Transmuting the Trumpocalypse – Session 2: Meme Power

I appreciate you watching/listening, Ed. It’s good to have another perspective on the discussion with the benefit of reflection. One thought I’ll add to your point about relationships: I am struck by how often I talk to people who seem very connected, yet tell me that a predominant experience in their life is isolation.

For all the various structures of consiousness and their geneologies that Gebser painstakingly examined, he also said: “In the end, everything is simple.” And indeed, sometimes I feel a simple faith that if we (in general) could just learn how to better relate to one another, everything else work work itself out eventually.

But of course, every simple truth comes with some fine print—in this case, a disclaimer that we find ourselves in the midst of accelerating processes that severely limit our ability to relate. There is an objective, entropic dynamic we are struggling against. Call it “civilization collapse,” but there’s also a cosmic dimension to it. Our souls have taken the shape of habits, attachments, and traumas accumulated over many millennia, which memetically and energetically propagate—unless contained, counteracted, or transmuted.

Ultimately, we struggle against…ourselves. Even our genetics (as @Alex_Blum argues) can be seen as powerful molecular-level habits that may be impossible to break without radical evolution. Until then: what we really need are “safe spaces”—for evil.

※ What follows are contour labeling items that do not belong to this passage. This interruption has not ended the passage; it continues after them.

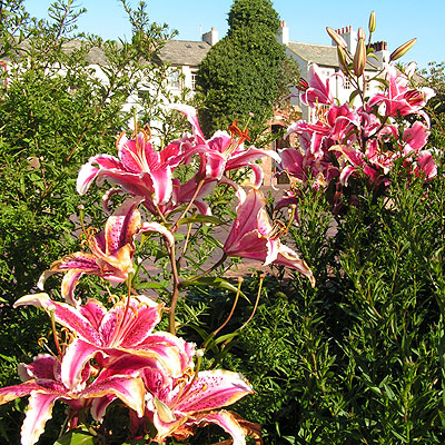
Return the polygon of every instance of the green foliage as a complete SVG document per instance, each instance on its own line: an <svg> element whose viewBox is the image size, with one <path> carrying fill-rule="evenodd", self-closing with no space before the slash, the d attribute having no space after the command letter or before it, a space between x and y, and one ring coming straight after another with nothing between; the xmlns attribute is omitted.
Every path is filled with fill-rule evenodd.
<svg viewBox="0 0 445 445"><path fill-rule="evenodd" d="M255 139L271 117L283 83L289 85L296 70L275 37L279 20L270 1L236 1L229 24L228 34L208 51L197 73L204 103L200 122L210 136L235 119L246 123L254 113L249 128Z"/></svg>
<svg viewBox="0 0 445 445"><path fill-rule="evenodd" d="M290 237L317 285L312 289L298 274L266 280L257 314L221 363L253 384L256 394L235 409L263 424L266 444L444 442L445 180L438 164L427 185L408 182L396 169L388 196L362 196L338 221L322 195L300 197ZM243 285L251 301L256 288L257 280ZM205 304L201 319L211 329L230 299L211 293ZM219 335L250 312L240 301Z"/></svg>
<svg viewBox="0 0 445 445"><path fill-rule="evenodd" d="M0 380L7 385L17 379L17 363L40 352L36 340L48 334L36 312L17 312L11 305L36 290L52 261L80 249L80 204L89 215L87 224L102 224L99 192L80 197L77 172L93 155L116 155L116 137L132 116L123 106L141 88L139 79L156 86L139 107L150 119L162 117L160 136L176 135L178 127L161 110L169 100L168 67L151 63L171 34L166 26L149 23L144 9L125 4L135 38L117 43L75 36L82 10L72 1L53 3L48 20L31 20L21 1L3 3L8 20L0 23L0 40L8 70L0 85L1 352L11 363L2 367ZM101 55L95 60L101 78L89 67L92 55ZM23 317L26 330L19 324Z"/></svg>
<svg viewBox="0 0 445 445"><path fill-rule="evenodd" d="M278 32L279 16L270 0L235 0L227 19L229 33L244 28Z"/></svg>

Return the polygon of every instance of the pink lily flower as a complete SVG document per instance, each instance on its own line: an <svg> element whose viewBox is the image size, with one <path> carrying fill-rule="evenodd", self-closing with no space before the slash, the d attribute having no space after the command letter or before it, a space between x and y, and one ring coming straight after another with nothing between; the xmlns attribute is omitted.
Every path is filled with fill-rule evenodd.
<svg viewBox="0 0 445 445"><path fill-rule="evenodd" d="M283 175L286 172L291 178L306 184L313 179L313 187L322 189L339 175L338 168L334 167L326 156L316 159L312 151L303 151L297 148L284 148L279 150L281 162L278 165Z"/></svg>
<svg viewBox="0 0 445 445"><path fill-rule="evenodd" d="M68 404L75 412L90 408L97 421L101 417L96 415L96 406L108 396L120 398L139 416L144 415L145 388L141 378L112 375L108 378L98 377L89 384L90 372L85 368L81 387L72 388L66 386L61 379L62 366L63 359L60 363L60 358L39 355L30 365L21 364L19 367L22 384L0 388L0 404L30 395L27 415L21 427L21 445L33 445L38 442L58 399Z"/></svg>
<svg viewBox="0 0 445 445"><path fill-rule="evenodd" d="M146 416L155 425L155 442L166 437L184 439L197 426L216 424L224 428L234 439L234 445L245 445L247 429L239 417L227 411L216 411L239 400L254 390L245 378L237 373L216 369L198 374L185 374L166 386L151 385L147 378L149 394Z"/></svg>
<svg viewBox="0 0 445 445"><path fill-rule="evenodd" d="M169 333L152 333L164 306L147 297L132 296L129 301L123 298L107 310L95 299L73 307L53 301L47 294L36 294L18 299L14 307L28 305L42 307L58 324L76 334L61 366L61 380L67 387L81 386L82 372L92 357L100 367L109 367L122 355L132 354L139 367L145 360L145 366L162 369L174 377L192 364L192 345ZM125 366L131 367L130 362L127 357ZM127 373L122 368L119 374Z"/></svg>
<svg viewBox="0 0 445 445"><path fill-rule="evenodd" d="M137 205L141 199L130 199L122 204L105 226L105 230L88 239L91 253L77 251L55 261L39 280L39 288L48 276L66 271L61 294L63 298L77 305L73 291L82 274L97 275L112 283L123 283L132 269L135 254L135 237L144 231L158 231L166 237L170 246L174 237L168 229L158 222L141 222Z"/></svg>
<svg viewBox="0 0 445 445"><path fill-rule="evenodd" d="M184 160L185 146L187 139L156 151L147 131L140 129L136 139L127 139L122 134L117 140L119 158L110 155L90 158L79 171L77 190L85 195L95 180L101 185L107 179L132 196L146 198L146 205L166 204L171 197L171 172Z"/></svg>
<svg viewBox="0 0 445 445"><path fill-rule="evenodd" d="M200 157L198 180L220 180L226 171L250 167L255 174L255 186L259 187L263 184L263 170L255 161L264 156L279 161L279 156L273 150L260 150L254 146L245 149L244 142L249 139L248 130L239 129L237 121L229 127L230 135L227 131L217 131L206 140L194 107L174 103L170 108L182 112L192 127L195 147L188 152L188 157Z"/></svg>
<svg viewBox="0 0 445 445"><path fill-rule="evenodd" d="M404 147L405 155L418 152L424 148L428 141L428 128L418 120L407 128L403 134L403 141L406 145Z"/></svg>
<svg viewBox="0 0 445 445"><path fill-rule="evenodd" d="M257 259L265 266L274 263L291 267L315 286L314 275L306 261L279 241L283 230L270 225L265 206L263 194L253 188L237 207L237 217L222 247L224 253L229 257Z"/></svg>

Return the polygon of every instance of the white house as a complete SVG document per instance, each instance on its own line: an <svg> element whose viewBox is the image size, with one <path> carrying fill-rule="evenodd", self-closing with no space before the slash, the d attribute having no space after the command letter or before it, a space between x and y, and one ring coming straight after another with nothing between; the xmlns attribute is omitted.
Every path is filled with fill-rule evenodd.
<svg viewBox="0 0 445 445"><path fill-rule="evenodd" d="M354 55L358 41L357 31L354 31L352 26L337 29L336 31L346 40L348 44L348 51ZM309 65L317 63L322 70L322 73L330 78L329 87L333 96L336 97L342 103L348 100L349 95L353 92L348 79L343 79L339 76L332 77L340 71L337 59L337 44L334 41L332 42L332 46L290 41L289 29L285 21L281 22L277 38L280 43L286 46L287 55L297 61L303 78L307 79ZM385 41L378 41L372 43L372 46L377 59L373 58L366 65L365 77L367 79L372 79L389 62L389 51L387 50L387 43ZM378 87L379 82L377 81L370 81L367 83L367 90L369 93L373 93L373 91L376 92ZM297 92L296 89L294 89L293 92ZM310 109L301 103L298 97L294 98L293 101L293 103L300 107L303 119L307 121L314 121L314 109Z"/></svg>

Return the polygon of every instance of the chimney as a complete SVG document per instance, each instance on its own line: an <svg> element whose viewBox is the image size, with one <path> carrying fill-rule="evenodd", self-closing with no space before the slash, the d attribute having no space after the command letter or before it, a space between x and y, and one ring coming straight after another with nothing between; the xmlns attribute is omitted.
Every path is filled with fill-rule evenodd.
<svg viewBox="0 0 445 445"><path fill-rule="evenodd" d="M336 32L346 40L346 43L348 46L348 51L352 55L355 55L355 50L357 48L357 40L358 40L357 31L354 31L353 27L348 26L345 28L337 29ZM332 41L332 44L335 47L337 46L337 43L334 40Z"/></svg>
<svg viewBox="0 0 445 445"><path fill-rule="evenodd" d="M374 49L374 53L377 57L377 60L373 63L376 65L378 68L385 68L389 63L389 51L388 44L385 41L378 41L370 43Z"/></svg>
<svg viewBox="0 0 445 445"><path fill-rule="evenodd" d="M202 34L202 41L207 42L211 47L219 40L218 31L211 27L210 31Z"/></svg>
<svg viewBox="0 0 445 445"><path fill-rule="evenodd" d="M289 44L289 28L286 27L286 22L284 20L281 21L281 23L279 26L277 40L281 44L285 44L285 46Z"/></svg>

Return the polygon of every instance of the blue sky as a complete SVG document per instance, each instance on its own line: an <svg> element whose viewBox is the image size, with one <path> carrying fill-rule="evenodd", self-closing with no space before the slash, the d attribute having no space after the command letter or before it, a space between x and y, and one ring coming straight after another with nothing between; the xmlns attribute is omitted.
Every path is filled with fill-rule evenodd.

Yet in the end, everything is simple: there is little to do but to surrender to the struggle and work through all our millennia of karma, in very (inter)personal and specific ways, for as long as it takes, until we open to the richer realms of the relational and transpersonal…which attract, like a light in the darkness perhaps.

This is to say: “Collective Realization” might be a lot harder, and take a lot longer, than we think. Then again, time is not what we think, eh, @achronon?